When (A.C.I.D compliant) is required
It improves integrity and consistency of your data. (ACID = Atomicity.Consistency.Isolation.Durability)
Fewer storage needed
Since we eliminated repeated groups, and divided our tables, we reduced the size of our tables and database.
less logical I/O cost
When you need to retrieve data, you will retrieve smaller amount of data, and when you need to add or insert in tables, it will be easier, and more organized.
Queries become easier
If we have unnormalized table that has (location) attribute {City, Zip} as composite attribute, and we need to count the unique zip codes in our table, so we will access first location, then we will try to get zip, after normalize this table we will be able to access zip directly because location will be divided to two attributes (city) and (zip).
Write-intensive databases
Normalization increases the performance of write-intensive databases Significantly, because it reduces data modification anomalies, which make it easier to manipulate your database.
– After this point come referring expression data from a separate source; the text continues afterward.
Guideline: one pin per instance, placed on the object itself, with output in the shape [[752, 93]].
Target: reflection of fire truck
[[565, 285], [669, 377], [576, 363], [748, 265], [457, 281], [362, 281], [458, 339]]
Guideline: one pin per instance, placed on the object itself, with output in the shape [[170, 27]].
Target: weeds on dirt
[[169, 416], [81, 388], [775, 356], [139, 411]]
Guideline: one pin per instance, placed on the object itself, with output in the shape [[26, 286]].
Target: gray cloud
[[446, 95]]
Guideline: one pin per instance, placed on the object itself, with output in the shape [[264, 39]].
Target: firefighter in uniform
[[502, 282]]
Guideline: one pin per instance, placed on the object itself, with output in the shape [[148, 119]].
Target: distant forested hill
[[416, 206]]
Drawbacks of Normalization
When we need to work with read-intensive databases, you may need to join data from multiple tables, and work with a huge amount of data. In normalized databases, you will need many join operations to combine data from multiple tables to satisfy user needs, which will increase time-consuming, and make itdifficult to work with a huge amount of data, so if you need to work with the read-intensive database it’s obviously normalization won’t be your optimal solution.